What is the sum of the four numbers directly adjacent to the number “2018” in this spiral?
.................. 26
13 12 11 10 25
14 3 2 9 24
15 4 1 8 23
16 5 6 7 22
17 18 19 20 21
\(\begin{array}{cccc} \text{Start at $(0, 0) = 1$ }\\\\ && \boxed{2019\\\tiny{(22,16)}} \\ && \uparrow \\ & \boxed{1843\\\tiny{(21,15)}} \leftarrow & \boxed{2018\\\tiny{(22,15)}} & \rightarrow \boxed{2201\\\tiny{(23,15)}} \\ & & \downarrow \\ & & \boxed{2017\\\tiny{(22,14)}} \\ \end{array} \)
\(1843+2017+2019+2201 = 8080 \)
+26367 Computing...
1.
\(\text{Numbers}:\\ \begin{array}{rrrrrrr} 31 & 30 & 29 & 28 & 27 & 26 & \\ 32 & 13 & 12 & 11 & 10 & 25 & \\ \ldots & 14 & 3 & 2 & 9 & 24 & \\ \ldots & 15 & 4 & 1 & 8 & 23 & \\ \ldots & 16 & 5 & 6 & 7 & 22 & \\ \ldots & 17 & 18 & 19 & 20 & 21 & \\ \end{array} \)
2.
\(\text{Coordinates of the lattice points}:\\ \begin{array}{rrrrrrr} \text{Start at $(0, 0) = 1$ }\\\\ (-3,3) & (-2,3) & (-1,3) & (0,3) & (1,3) & (2,3) & \\ (-3,2) & (-2,2) & (-1,2) & (0,2) & (1,2) & (2,2) & \\ \ldots & (-2,1) & (-1,1) & (0,1) & (1,1) & (2,1) & \\ \ldots & (-2,0) & (-1,0) & (0,0) & (1,0) & (2,0) & \\ \ldots & (-2,-1) & (-1,-1) & (0,-1) & (1,-1) & (2,-1) & \\ \ldots & (-2,-2) & (-1,-2) & (0,-2) & (1,-2) & (2,-2) & \\ \end{array}\)
3.
\(\text{Algorithem to get the lattice point coordinates:} \\ \begin{array}{|r|r|} \hline \text{lattice point number} & \text{coordinate }(x,y) \\ \hline 1.& (0,0) \\ 2.& (0,1) \\ 3.& (-1,1) \\ 4.& (-1,0) \\ 5.& (-1,-1) \\ 6.& (0,-1) \\ 7.& (1,-1) \\ 8.& (1,0) \\ 9.& (1,1) \\ 10.& (1,2) \\ 11.& (0,2) \\ 12.& (-1,2) \\ 13.& (-2,2) \\ 14.& (-2,1) \\ 15.& (-2,0) \\ 16.& (-2,-1) \\ 17.& (-2,-2) \\ 18.& (-1,-2) \\ 19.& (0,-2) \\ 20.& (1,-2) \\ 21.& (2,-2) \\ 22.& (2,-1) \\ 23.& (2,0) \\ 24.& (2,1) \\ 25.& (2,2) \\ 26.& (2,3) \\ 27.& (1,3) \\ 28.& (0,3) \\ 29.& (-1,3) \\ 30.& (-2,3) \\ 31.& (-3,3) \\ 32.& (-3,2) \\ \ldots \\ 1843.& (21,15) \\ \ldots \\ 2017.& (22,14) \\ \ldots \\ 2018.& (22,15) \\ \ldots \\ 2019.& (22,16) \\ \ldots \\ 2201.& (23,15) \\ \ldots \\ \hline \end{array}\)
4.
short algorithm to get (x,y) the index in a grid-net of the spiral in c++:
int n_max = 2818;
int y_coordinate = 0;
int x_coordinate = 0;
for(int i = 0; i < n_max; ++i) {
// output Number i+1
// output x_coordinate
// output y_coordinate
if(abs(y_coordinate) <= abs(x_coordinate) && (y_coordinate != x_coordinate || y_coordinate >= 0))
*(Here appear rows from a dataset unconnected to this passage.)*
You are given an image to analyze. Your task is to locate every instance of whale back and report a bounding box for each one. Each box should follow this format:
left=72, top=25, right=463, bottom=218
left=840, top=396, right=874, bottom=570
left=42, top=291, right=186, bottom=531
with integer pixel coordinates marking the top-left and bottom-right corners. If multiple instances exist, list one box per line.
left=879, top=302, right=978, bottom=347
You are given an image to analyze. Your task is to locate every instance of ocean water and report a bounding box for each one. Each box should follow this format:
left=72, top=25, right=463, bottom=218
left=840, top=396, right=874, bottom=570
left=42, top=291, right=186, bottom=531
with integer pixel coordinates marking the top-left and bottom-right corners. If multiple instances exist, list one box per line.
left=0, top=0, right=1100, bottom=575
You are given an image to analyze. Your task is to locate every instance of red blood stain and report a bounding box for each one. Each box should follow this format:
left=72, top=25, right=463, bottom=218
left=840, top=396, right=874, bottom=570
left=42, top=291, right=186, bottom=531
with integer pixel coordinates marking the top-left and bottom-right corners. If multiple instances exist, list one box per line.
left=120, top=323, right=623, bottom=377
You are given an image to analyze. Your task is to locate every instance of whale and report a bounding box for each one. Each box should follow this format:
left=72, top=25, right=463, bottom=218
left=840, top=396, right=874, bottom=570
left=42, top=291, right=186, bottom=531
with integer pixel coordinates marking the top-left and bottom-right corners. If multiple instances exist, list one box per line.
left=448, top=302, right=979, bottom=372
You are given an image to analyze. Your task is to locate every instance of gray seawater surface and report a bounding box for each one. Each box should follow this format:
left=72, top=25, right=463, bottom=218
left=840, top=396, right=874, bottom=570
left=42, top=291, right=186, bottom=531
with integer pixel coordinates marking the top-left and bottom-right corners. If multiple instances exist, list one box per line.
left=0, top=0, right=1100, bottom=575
y_coordinate += ((x_coordinate >= 0) ? 1 : -1);
else
x_coordinate += ((y_coordinate >= 0) ? -1 : 1);
}
Find the lattice point coordinate of 2018.
We find (22,15).
The four numbers directly adjacent to the number “2018” in
this spiral are (21,15), (22,14), (22,16), (23,15).
The Numbers are 1843, 2017, 2019, 2201.